Tesoro affirms this experience, saying, “Thinking about what your needs are, how they're being met, and how you feel if they're not being met or unable to be met in these relationships…is a useful framing to understand the history of our attachment. Also, asking yourself how you might remain ‘over your own center of gravity,’ or rely on yourself when necessary, to act from a place of groundedness, is helpful.”
Whether it’s a therapist, a friend, or a partner, having secure figures in your life can change everything. Jessee Lovegood, an MFT candidate in the East Bay area in California, does a lot of reparative work with clients who have attachment trauma, and often serves as such a person. “[When] I work with my clients who have so much attachment trauma, the most important thing to me is to show up consistently for them," Lovegood says. "Be there when I say I will, apologize when I’m not, continue to be a warm and calm presence in their lives. The most important thing is to show up for them.”
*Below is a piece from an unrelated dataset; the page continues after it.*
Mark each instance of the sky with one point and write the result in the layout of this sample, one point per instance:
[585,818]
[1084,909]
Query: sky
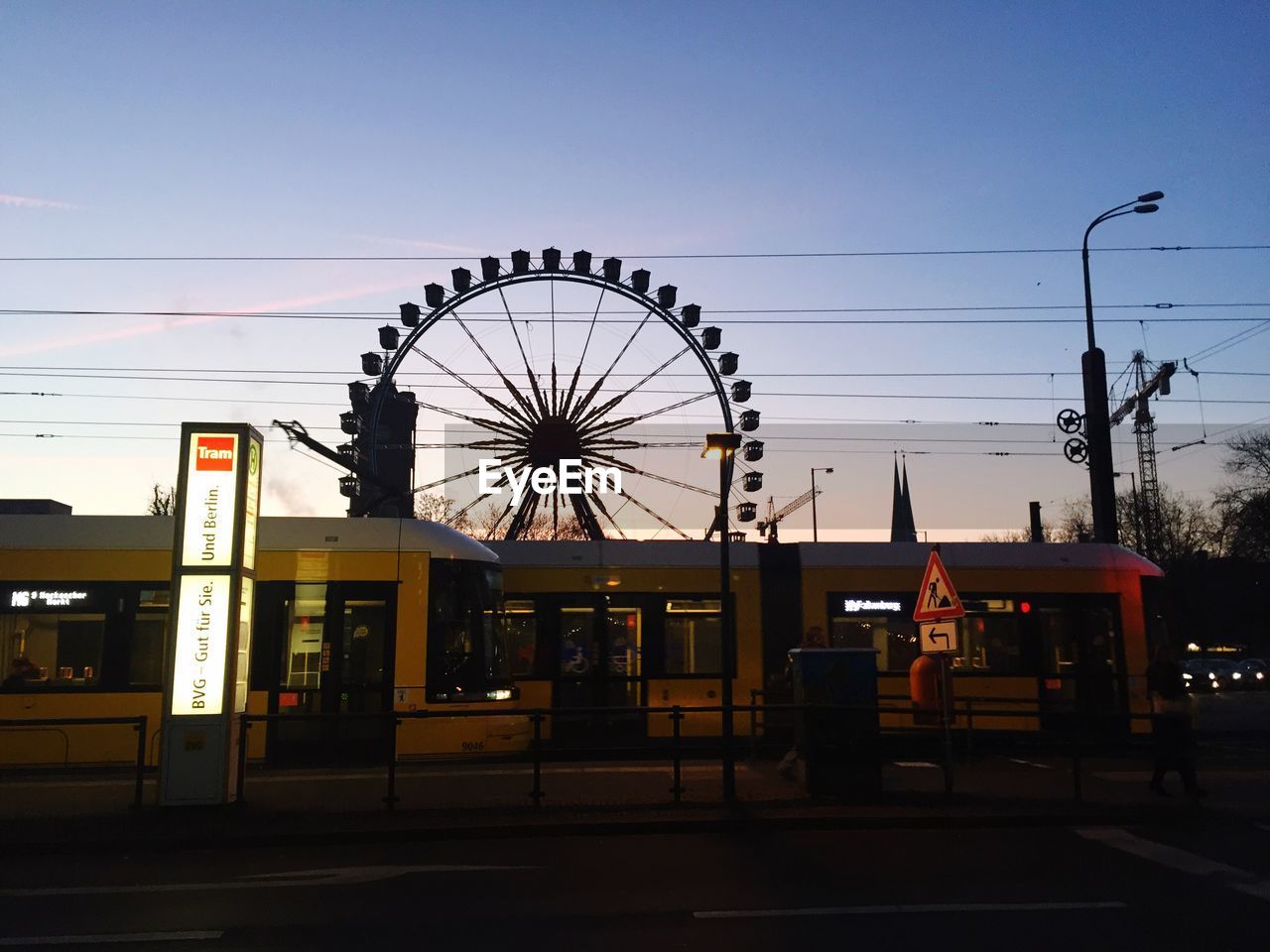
[793,168]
Finding the right partner for you
Not only is it tempting to go with what’s familiar, it can sometimes feel unavoidable, and relationships between anxious and avoidant people are extremely common. After all, this pairing replicates a lot of the patterns created in childhood. But once you’re aware of your patterns and behaviors, it becomes possible to change them. And while finding a partner who makes you feel safe will go a long way to help, it can only supplement the work you’re able to do on your own.
Pairings where two people are avoidant may feel safe, because there’s often less vulnerability involved — insecurities are rarely discussed or examined — but these couplings are typically unsatisfying to both parties, because there’s not much space for building intimacy and trust. But Rimi points out that it isn’t impossible: “I would encourage each partner to talk to the other about what sort of affirmations they need, as well as what they can offer. This is a particular dynamic [with] space for understanding, but the reverse response of that could be to trigger further anxiety. Partners can learn each other's needs and signals to help them feel more comfortable and safe in the relationship.”
While the idea of maladaptive attachment styles might suggest that these are less than desirable traits in a partner, Rimi asserts that this is not the case. There may be some challenges, but these can be worked through if both parties are self-aware and invested in effective communication and growth. Finding secure friends who have been consistently invested in my well-being over the years has helped me learn to communicate in ways that don’t make independence feel like abandonment. And those with avoidant attachment may find that someone who is present and calm — who listens with openness and patience — can allow them to be vulnerable without feeling the need to run away and hide afterwards.
Of course, this is a long, slow process. Unlearning maladaptive attachment styles has to start with compassion for yourself, as these habits were formed to protect yourself as a child. They likely kept you safe, alert to untrustworthy bonds, and served you well. But in adulthood, you don’t need to use these behaviors any longer; it’s time to thank them for looking out for your emotional safety and ask them to take a rest.